Seven-time Wimbledon champion Roger Federer looked devastated after his heart-wrenching loss to big-serving Raonic in the semi-finals, with the tennis legend ruing missed opportunities. The shock exit of World number one Novak Djokovic in the third round meant that the door was ajar for the Swiss master. This was probably his best shot at winning his eighth title.
"This one clearly hurts because I felt I could have had it," said Federer, who lost a Big-W semi-final for the first time (10-1 record). "It was really so, so close. It clearly hurts."
Trailing two sets to one, Raonic staved off break points in the fifth and ninth games of the fourth set before Federer appeared set to take the set to a tie-break when he served at 5-6, 40/0. But two inexplicable two double faults from Federer allowed Raonic back into the 12th game.

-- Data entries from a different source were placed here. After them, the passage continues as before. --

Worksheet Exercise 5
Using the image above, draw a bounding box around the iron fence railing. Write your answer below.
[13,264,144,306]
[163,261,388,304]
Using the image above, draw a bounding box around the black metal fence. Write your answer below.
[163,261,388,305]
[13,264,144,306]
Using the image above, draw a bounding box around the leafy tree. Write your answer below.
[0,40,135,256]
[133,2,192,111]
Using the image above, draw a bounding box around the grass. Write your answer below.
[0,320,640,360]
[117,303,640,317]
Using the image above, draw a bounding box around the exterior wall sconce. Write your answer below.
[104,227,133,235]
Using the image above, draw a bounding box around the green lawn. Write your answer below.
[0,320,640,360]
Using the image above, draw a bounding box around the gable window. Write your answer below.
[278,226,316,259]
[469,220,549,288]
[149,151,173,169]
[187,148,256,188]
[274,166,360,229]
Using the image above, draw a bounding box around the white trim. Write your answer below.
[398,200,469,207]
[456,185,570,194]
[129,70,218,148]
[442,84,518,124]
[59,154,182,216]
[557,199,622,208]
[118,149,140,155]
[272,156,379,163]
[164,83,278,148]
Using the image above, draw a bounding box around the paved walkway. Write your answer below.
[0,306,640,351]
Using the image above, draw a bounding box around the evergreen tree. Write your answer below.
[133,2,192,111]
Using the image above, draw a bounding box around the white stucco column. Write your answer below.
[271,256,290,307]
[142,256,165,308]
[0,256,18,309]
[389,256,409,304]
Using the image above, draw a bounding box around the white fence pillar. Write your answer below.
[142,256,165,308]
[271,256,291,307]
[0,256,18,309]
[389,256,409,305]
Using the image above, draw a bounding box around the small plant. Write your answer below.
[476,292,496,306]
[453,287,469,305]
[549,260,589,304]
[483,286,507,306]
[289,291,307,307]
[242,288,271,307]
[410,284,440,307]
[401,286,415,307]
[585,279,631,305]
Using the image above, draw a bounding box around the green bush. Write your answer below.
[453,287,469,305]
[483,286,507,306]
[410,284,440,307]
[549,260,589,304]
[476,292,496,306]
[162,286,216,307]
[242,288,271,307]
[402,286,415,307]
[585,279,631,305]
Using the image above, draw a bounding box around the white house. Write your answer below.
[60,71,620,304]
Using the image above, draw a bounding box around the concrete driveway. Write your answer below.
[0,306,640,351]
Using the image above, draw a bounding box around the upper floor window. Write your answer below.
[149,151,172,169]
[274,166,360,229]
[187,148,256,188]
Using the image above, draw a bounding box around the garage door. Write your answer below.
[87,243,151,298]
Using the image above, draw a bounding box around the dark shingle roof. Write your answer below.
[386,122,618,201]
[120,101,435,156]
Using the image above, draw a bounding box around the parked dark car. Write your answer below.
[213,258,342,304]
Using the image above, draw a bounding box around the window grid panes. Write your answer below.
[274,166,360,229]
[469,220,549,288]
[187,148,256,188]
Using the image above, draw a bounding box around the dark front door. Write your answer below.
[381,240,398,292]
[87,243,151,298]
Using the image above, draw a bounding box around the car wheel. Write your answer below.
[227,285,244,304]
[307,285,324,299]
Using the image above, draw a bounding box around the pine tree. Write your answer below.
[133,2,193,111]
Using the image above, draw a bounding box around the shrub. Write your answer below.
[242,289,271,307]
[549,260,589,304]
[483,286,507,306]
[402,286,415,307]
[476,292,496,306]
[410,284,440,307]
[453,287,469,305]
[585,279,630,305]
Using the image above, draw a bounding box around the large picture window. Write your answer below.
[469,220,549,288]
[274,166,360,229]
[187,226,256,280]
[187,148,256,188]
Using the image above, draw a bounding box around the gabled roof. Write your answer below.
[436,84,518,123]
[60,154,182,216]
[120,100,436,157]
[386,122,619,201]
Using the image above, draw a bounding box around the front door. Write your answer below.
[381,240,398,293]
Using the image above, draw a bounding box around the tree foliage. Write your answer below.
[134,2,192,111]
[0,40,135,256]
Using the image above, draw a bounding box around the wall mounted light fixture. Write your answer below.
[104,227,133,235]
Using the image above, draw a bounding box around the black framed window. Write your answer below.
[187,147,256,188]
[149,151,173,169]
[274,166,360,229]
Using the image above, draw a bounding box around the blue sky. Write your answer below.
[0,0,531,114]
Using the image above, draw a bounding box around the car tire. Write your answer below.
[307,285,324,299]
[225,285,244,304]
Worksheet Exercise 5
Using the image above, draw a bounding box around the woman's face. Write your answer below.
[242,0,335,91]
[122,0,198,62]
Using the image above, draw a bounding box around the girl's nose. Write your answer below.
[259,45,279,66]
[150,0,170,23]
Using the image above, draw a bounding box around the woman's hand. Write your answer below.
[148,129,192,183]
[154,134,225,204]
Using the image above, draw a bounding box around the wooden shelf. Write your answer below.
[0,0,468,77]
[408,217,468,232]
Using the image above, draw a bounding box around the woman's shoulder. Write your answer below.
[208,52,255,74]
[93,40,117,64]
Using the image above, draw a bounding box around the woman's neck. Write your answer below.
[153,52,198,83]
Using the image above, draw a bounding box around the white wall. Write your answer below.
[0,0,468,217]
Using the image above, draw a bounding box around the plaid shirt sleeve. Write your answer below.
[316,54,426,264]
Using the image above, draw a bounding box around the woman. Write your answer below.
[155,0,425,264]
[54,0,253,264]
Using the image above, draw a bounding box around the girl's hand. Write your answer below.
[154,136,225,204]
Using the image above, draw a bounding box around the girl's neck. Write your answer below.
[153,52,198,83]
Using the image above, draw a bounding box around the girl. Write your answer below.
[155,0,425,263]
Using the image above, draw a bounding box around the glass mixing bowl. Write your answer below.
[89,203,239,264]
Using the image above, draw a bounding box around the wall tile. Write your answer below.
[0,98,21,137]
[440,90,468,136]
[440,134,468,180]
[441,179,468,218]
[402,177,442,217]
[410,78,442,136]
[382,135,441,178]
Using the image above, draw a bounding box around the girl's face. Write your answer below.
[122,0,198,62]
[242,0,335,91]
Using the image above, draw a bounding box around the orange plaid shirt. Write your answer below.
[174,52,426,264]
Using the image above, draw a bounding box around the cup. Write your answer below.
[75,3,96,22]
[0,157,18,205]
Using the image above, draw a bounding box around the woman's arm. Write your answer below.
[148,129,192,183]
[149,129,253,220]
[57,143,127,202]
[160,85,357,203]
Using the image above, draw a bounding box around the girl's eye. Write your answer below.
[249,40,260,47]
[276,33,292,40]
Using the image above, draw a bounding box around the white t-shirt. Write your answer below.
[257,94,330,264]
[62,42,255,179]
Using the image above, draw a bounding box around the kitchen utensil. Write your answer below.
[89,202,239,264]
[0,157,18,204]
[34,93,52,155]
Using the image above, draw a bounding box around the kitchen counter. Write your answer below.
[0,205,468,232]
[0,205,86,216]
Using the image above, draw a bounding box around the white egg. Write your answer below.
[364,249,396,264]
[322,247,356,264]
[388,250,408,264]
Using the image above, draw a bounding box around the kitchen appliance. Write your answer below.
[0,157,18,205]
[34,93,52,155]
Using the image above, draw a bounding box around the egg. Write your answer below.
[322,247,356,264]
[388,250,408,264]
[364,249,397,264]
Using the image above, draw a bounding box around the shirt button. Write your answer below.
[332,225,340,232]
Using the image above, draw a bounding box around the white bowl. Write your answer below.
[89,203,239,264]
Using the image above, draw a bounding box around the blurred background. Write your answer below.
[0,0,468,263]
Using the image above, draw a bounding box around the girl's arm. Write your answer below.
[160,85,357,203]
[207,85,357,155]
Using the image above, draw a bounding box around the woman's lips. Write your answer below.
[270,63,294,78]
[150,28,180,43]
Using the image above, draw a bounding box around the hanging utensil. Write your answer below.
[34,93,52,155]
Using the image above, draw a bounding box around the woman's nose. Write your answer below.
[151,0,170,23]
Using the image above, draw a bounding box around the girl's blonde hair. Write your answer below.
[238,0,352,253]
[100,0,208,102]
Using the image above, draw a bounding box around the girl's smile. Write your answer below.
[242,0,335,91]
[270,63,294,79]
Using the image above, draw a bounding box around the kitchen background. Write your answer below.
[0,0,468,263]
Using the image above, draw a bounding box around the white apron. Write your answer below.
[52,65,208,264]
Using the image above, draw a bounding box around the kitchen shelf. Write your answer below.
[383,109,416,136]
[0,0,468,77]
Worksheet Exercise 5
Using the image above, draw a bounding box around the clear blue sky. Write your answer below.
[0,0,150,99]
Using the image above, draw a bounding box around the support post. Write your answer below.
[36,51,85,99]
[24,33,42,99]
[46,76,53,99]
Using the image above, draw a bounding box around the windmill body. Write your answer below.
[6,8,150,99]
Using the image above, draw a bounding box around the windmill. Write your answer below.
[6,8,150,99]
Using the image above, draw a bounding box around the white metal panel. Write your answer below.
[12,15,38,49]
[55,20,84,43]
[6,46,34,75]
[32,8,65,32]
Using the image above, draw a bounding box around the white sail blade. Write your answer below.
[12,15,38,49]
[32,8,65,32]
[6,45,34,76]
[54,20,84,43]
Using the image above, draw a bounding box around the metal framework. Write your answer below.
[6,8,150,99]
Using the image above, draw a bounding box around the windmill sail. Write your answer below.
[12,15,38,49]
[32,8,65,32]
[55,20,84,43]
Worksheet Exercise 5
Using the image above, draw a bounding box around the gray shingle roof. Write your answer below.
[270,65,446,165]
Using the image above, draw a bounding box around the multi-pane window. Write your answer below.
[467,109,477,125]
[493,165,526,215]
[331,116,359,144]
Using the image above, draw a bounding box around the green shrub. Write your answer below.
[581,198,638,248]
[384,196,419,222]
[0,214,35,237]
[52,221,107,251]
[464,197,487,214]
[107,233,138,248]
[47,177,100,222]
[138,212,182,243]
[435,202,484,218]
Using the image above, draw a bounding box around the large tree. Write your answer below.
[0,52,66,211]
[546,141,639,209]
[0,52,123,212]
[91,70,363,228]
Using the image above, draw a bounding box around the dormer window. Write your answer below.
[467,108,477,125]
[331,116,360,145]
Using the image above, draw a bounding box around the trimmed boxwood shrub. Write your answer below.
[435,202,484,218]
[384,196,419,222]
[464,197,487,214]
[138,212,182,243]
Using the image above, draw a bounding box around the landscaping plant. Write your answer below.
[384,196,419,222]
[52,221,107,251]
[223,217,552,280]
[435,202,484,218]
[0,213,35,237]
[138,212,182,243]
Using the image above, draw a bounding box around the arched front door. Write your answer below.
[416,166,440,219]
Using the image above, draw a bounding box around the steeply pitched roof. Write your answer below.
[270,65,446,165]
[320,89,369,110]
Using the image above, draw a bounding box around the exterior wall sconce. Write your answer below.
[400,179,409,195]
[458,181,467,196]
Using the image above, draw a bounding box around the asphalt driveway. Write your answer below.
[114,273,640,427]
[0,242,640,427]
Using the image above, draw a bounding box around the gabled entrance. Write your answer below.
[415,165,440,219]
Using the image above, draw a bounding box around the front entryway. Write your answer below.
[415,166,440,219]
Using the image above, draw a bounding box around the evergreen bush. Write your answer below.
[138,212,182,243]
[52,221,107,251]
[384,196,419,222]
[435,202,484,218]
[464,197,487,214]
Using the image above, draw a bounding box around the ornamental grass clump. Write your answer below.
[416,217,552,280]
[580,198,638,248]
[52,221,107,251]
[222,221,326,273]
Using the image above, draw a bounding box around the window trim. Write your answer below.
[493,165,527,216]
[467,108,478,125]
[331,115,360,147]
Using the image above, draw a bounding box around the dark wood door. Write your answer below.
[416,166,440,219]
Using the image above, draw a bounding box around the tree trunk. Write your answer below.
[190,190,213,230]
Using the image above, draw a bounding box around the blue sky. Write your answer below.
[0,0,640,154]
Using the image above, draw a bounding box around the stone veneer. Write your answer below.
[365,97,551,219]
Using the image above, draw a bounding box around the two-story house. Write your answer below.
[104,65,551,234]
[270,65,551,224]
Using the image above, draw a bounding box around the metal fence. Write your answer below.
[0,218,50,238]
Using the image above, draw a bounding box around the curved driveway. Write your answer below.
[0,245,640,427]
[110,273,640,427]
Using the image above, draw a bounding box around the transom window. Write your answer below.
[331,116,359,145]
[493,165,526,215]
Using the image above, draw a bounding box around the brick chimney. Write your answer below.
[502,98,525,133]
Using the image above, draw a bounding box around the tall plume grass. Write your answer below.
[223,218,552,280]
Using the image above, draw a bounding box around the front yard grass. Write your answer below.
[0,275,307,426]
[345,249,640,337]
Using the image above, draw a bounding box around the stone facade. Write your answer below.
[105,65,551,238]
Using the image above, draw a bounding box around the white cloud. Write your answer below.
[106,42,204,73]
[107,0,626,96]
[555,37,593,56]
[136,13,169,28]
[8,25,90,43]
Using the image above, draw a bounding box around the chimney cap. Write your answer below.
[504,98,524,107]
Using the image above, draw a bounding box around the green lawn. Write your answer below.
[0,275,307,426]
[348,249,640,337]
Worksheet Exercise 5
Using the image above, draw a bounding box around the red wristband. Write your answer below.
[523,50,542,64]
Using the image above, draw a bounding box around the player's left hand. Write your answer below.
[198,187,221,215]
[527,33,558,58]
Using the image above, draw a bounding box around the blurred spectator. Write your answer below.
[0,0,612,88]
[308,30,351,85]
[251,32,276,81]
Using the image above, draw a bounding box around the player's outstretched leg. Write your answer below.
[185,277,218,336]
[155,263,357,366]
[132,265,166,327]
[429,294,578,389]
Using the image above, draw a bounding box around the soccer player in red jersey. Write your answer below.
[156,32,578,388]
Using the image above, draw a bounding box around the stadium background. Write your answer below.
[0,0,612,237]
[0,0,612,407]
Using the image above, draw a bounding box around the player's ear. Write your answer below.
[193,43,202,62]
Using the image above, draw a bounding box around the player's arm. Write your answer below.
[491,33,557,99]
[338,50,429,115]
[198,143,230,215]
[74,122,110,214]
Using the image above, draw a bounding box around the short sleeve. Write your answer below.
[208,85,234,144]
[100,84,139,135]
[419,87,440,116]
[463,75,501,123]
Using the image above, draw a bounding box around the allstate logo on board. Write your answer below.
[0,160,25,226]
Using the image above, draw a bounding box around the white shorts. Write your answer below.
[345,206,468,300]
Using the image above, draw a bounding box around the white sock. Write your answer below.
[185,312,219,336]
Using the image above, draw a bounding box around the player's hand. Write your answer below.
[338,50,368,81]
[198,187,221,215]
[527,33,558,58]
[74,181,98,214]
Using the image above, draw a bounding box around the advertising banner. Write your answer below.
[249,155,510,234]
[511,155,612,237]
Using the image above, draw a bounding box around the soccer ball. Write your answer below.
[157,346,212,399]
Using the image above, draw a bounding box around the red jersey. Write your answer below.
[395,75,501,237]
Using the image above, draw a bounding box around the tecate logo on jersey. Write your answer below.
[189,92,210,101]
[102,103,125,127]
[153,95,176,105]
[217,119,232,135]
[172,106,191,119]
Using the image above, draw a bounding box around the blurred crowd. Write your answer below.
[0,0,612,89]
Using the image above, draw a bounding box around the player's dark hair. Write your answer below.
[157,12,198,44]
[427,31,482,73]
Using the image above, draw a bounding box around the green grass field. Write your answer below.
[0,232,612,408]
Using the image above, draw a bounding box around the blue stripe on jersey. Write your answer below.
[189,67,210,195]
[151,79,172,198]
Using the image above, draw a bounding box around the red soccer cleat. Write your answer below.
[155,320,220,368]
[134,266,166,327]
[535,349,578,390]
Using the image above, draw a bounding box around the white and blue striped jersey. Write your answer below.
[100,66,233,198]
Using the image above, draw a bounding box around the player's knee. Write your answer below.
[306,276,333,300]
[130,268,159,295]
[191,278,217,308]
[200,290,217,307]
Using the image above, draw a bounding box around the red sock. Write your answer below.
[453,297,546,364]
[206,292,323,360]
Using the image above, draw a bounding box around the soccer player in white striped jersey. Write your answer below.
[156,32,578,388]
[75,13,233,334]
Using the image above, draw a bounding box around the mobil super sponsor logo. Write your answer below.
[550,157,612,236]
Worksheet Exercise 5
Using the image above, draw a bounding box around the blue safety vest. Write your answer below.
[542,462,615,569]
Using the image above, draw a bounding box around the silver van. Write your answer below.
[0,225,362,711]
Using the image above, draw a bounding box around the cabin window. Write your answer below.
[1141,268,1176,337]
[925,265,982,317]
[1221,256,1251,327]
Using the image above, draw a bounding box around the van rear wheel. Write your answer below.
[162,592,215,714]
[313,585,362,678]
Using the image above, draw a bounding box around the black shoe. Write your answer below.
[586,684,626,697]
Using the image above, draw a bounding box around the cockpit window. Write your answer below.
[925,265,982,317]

Thus followed a horror for half an hour for Federer, who went on to drop the set and lose serve in the fourth game of the fifth set after an untimely slip. While disappointment was palpable for Federer, the 34-year-old Swiss maestro was able to quickly put his run to the semi-finals into perspective, considering his lack of match played this season due to injuries. In just his seventh tournament of the season, Federer had saved match points to edge Croat Marin Cilic in a pulsating quarter-finals to put himself on the cusp of a 28th Grand Slam final.
Coming into SW-16 Federer had been forced to miss the French Open before suffering semi-final defeats in Stuttgart and Halle to rising ATP stars Dominic Thiem and Alexander Zverev respectively. Classy as ever, Federer waited for Raonic to pack his bags at the end of the match before walking off Centre Court alongside the Canadian, stopping to wave to the crowd that had given the Swiss their full support. And Federer was quick to clarify that it was a wave of thanks and not goodbye to the court on which he has won seven of his Grand Slam titles.
"I was looking at Centre Court as in thank you for the crowd, thank you for the great feeling that you gave me throughout The Championships. I was fortunate enough to play all my matches on Centre Court. I don't take that for granted. For me, it's respect towards Milos to wait for him. You walk off together, thank the crowd at the same time, then leave the stage for Milos really at the end.
"That's what I was going through, not thinking that this might be my last Wimbledon I hope to be back on Centre Court, to be very clear for you."
Had this year’s experience not made him think that he would like to spend more quality time at home on a more permanent basis?
After all, Federer and his wife Mirka have two sets of twins – six-year-olds Myla and Charlene, and two-year-olds Leo and Lenny – to bring up. It would be premature to write off Federer, but with the Swiss genius turning 35 in August, time is running out for him. With Serbian Novak Djokovic utterly dominant on all surfaces, and Andy Murray striking a rich vein of form in the last few months things don't appear too bright for Roger.